Davide: “In linea di massima quanto dici è vero, specie ormai che le barriere trai generi sono labili. Nella maggior parte dei casi i musicisti pensano a suonare, categorie ed etichette sono invece più una preoccupazione di pubblico e critica. D’altro canto, se non ci fossero sarebbe ben difficile spiegare a chicchessia cosa suon il tal gruppo, non potendo fornire punti di riferimento comuni. Per quanto riguarda il black metal, però, la cosa assume una valenza diversa (a patto di accettare determinati assiomi originari) perché i musicisti stessi hanno fatto di tutto per far passare l’idea che non si tratti di un semplice genere musicale, piuttosto di una filosofia di vita. Ecco che quindi testi e tematiche guadagnano una rilevanza non trascurabile e possono diventare discriminanti (basti pensare in anni recenti al cosiddetto “religious black metal”). Questo principio è, se possibile, estremizzato nell’NSBM che affianca ad una determinata visione del mondo un comparto ideologico preciso e si propone specificatamente come vettore di queste idee, anche al di là dei meriti musicali. In questo caso sono i musicisti stessi ad appropriarsi volontariamente di un’etichetta quale fattore distintivo”.
Gli aspetti esoterici del nazismo sono molto dibattuti e, per certi versi, sono molto più ‘interessanti’ del credo politico. È strano che in un genere come il metal, per antonomasia molto attento all’occulto, quando si parla di NSBM l’aspetto ideologico prenda il sopravvento.
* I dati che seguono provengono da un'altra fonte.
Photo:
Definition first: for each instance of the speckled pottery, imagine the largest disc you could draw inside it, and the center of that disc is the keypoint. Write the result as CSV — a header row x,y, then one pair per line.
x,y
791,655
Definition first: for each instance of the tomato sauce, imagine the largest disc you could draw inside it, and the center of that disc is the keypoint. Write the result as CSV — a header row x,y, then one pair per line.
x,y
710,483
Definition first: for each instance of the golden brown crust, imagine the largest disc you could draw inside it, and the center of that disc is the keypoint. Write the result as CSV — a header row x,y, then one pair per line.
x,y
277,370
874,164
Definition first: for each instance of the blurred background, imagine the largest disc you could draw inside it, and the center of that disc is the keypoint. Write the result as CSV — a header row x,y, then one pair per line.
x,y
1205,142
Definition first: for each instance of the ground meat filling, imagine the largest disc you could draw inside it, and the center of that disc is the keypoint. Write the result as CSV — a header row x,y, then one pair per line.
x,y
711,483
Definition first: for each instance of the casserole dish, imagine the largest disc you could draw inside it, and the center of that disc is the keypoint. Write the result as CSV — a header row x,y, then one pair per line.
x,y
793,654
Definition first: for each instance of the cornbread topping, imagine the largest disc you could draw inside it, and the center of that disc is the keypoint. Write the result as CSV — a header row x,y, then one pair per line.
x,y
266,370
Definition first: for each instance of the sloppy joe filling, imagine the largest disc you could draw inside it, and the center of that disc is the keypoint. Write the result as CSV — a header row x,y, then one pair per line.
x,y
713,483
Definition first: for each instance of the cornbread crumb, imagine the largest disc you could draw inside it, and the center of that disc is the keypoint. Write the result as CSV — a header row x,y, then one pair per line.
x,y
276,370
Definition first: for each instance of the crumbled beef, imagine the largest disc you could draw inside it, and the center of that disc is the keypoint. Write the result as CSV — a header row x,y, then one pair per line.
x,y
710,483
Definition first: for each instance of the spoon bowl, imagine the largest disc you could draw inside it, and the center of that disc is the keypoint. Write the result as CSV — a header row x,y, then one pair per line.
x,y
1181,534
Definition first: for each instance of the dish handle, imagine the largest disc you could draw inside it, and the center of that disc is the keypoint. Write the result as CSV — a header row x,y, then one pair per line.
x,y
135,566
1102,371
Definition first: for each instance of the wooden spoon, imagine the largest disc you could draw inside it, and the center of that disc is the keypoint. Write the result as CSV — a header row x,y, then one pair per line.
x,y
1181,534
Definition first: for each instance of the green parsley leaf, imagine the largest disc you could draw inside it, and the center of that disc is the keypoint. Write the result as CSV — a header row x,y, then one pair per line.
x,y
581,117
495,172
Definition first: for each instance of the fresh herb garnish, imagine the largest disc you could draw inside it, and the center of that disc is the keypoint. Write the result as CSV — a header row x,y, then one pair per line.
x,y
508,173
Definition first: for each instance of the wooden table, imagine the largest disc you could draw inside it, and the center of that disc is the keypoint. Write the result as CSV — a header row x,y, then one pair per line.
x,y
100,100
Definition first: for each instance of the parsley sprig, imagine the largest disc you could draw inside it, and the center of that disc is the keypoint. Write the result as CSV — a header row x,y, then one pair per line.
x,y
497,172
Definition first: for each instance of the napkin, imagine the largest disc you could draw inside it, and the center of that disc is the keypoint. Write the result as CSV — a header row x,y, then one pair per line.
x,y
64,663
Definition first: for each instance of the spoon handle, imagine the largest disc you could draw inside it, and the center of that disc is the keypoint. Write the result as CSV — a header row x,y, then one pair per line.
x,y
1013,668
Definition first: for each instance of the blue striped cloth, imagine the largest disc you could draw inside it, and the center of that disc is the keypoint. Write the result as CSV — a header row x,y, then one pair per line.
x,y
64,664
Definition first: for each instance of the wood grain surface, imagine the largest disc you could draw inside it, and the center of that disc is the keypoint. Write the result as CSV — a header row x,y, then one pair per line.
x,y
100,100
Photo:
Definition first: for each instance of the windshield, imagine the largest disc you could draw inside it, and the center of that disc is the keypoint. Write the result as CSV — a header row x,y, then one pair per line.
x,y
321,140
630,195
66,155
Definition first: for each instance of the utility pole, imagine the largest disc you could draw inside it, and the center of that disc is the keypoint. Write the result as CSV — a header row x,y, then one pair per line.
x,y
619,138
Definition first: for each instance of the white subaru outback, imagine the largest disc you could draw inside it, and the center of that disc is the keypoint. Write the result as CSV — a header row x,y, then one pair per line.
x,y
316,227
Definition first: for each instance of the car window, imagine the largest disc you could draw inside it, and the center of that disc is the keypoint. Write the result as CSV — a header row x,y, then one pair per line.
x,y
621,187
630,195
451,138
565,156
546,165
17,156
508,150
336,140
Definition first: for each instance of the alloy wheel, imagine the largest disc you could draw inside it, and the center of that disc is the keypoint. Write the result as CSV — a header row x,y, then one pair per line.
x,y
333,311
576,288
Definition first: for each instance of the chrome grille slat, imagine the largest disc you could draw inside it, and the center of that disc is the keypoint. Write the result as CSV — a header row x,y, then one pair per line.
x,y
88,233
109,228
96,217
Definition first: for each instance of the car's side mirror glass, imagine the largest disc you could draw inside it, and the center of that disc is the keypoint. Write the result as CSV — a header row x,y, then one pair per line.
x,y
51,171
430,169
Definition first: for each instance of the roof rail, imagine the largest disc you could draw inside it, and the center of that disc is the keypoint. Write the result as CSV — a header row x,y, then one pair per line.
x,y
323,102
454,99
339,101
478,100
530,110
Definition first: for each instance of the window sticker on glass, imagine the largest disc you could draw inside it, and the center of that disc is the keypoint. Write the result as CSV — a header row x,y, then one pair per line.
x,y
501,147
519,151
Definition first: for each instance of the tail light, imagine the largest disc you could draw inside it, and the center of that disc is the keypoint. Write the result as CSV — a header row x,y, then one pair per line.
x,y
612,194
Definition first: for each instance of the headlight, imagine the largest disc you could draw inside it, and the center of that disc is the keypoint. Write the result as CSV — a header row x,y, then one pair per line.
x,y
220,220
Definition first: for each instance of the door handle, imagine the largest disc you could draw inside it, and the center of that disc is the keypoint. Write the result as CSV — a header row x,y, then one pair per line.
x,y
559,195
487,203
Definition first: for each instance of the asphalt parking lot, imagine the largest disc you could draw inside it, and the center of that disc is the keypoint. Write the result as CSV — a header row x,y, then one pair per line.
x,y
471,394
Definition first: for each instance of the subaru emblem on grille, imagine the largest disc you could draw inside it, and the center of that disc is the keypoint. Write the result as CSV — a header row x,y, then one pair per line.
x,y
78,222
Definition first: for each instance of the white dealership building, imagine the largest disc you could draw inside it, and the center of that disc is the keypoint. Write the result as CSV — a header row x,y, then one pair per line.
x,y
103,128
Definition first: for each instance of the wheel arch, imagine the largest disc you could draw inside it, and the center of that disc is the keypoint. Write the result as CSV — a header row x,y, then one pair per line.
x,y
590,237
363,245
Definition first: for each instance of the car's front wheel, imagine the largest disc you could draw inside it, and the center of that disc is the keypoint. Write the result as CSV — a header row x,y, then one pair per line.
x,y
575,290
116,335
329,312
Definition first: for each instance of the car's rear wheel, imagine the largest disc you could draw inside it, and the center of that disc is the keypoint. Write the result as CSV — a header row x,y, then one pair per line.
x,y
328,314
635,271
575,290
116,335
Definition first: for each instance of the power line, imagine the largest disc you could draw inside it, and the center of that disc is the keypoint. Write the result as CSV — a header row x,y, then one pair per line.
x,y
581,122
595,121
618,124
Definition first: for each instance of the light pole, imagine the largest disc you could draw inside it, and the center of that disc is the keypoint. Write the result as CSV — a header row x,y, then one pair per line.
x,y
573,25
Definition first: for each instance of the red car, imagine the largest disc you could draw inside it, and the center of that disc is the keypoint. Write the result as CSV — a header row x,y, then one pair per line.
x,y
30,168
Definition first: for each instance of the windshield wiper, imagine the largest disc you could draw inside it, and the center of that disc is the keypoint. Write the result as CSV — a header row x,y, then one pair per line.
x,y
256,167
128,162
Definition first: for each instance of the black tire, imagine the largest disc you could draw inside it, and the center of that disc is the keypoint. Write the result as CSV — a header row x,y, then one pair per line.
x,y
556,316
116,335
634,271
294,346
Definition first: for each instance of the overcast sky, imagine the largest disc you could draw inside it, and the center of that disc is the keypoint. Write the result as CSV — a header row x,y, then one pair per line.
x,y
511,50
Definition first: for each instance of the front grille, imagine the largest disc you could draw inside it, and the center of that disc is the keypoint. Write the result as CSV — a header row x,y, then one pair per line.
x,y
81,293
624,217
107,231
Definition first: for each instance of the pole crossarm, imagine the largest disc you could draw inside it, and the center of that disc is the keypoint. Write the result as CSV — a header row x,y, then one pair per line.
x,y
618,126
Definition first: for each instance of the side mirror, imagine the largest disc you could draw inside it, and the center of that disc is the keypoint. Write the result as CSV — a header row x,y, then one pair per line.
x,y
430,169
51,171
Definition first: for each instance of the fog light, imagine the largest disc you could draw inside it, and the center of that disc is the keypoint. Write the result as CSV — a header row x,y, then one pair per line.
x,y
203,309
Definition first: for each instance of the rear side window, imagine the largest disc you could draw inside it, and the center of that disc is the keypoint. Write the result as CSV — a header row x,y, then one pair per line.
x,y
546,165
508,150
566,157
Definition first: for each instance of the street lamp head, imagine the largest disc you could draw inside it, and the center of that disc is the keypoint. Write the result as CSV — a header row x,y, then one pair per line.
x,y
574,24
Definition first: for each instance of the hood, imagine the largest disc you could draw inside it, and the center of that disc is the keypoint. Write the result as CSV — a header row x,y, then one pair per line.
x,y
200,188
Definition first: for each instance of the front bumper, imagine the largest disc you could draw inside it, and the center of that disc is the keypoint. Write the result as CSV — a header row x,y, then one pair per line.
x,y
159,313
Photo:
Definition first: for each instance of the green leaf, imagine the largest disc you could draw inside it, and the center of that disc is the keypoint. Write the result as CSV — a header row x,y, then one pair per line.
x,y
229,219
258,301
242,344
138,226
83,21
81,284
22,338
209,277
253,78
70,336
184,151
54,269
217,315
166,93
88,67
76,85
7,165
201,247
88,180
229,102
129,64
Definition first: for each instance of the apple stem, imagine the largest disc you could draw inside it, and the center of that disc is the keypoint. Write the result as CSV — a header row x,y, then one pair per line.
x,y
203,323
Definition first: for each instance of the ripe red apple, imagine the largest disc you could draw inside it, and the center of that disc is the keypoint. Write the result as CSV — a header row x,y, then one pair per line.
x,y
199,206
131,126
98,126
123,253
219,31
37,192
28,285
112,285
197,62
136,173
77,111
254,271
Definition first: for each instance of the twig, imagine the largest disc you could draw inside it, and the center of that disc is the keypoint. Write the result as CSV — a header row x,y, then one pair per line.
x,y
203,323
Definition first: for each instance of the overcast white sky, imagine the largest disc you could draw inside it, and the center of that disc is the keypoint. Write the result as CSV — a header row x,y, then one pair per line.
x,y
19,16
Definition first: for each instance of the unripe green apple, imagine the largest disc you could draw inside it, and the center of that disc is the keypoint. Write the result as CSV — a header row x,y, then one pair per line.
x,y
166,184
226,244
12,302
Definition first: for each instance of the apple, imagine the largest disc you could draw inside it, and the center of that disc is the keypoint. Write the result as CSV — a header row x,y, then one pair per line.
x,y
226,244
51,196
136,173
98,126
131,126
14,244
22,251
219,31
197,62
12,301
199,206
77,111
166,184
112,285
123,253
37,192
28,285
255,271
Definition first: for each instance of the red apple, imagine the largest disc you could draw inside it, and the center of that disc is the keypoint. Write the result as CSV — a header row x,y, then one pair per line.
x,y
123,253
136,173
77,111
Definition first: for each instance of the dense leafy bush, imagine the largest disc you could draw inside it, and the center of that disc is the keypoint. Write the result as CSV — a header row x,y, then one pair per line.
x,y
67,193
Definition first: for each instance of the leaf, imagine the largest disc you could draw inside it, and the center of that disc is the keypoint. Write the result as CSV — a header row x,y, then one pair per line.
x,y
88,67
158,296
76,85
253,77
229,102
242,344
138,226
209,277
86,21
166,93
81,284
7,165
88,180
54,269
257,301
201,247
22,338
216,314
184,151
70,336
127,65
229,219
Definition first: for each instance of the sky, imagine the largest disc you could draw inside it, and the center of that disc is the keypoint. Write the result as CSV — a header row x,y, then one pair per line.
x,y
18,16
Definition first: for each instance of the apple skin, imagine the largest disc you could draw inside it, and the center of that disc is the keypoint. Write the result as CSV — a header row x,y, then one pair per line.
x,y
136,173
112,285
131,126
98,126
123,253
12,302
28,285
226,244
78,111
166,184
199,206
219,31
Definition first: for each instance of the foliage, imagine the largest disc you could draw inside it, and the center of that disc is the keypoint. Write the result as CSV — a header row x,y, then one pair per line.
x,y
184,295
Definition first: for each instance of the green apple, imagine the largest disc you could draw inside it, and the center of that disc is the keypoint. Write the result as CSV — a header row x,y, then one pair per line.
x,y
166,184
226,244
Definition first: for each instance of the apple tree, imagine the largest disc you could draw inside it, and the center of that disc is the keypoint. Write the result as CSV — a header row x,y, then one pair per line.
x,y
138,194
Max: “Direi che questo è il genere di interpretazione superficiale di chi si ferma al semplice acronimo che descrive e in qualche modo circoscrive il movimento. I temi esoterici abbondano, anzi spesso sono predominanti (culti atavici, mito del sangue, dottrine indoeuropee), ed anche in realtà che si rifanno maggiormente alla militanza politica da strada – stile Der Stürmer – vi è sempre spazio per una certa, per quanto grossolana, mistica crociuncinata. Chiarita la consistenza del fenomeno “devozionale”, che interpreta il nazionalsocialismo nelle forme di una religione del sangue e del suolo (per dirla alla Darré), il vero limite della faccenda riguarda il grado di miserrima confidenza che molti di questi gruppi hanno con questo argomento. Troppi strafalcioni, leggerezze e crassa ignoranza regalano perle di involontaria comicità. Nessuno si aspetta dischi epocali capaci di reinventare la ruota, magari intrisi di ricercati riferimenti evoliani cantati in lingua sanscrita…certo però è evidente che in molti casi ci si ritrova davanti a ragazzini che hanno assorbito alla meno peggio qualche copia e incolla rubato dai soliti siti “estremi” di cui la Rete abbonda.
Davanti a simili rigurgiti di astio e traballante confusione, si capisce quanto un gruppo (spesso semplice one-man band) non sia certo parte di chissà quale elite, ma solamente l’ennesima vittima dei nostri tempi crudeli”.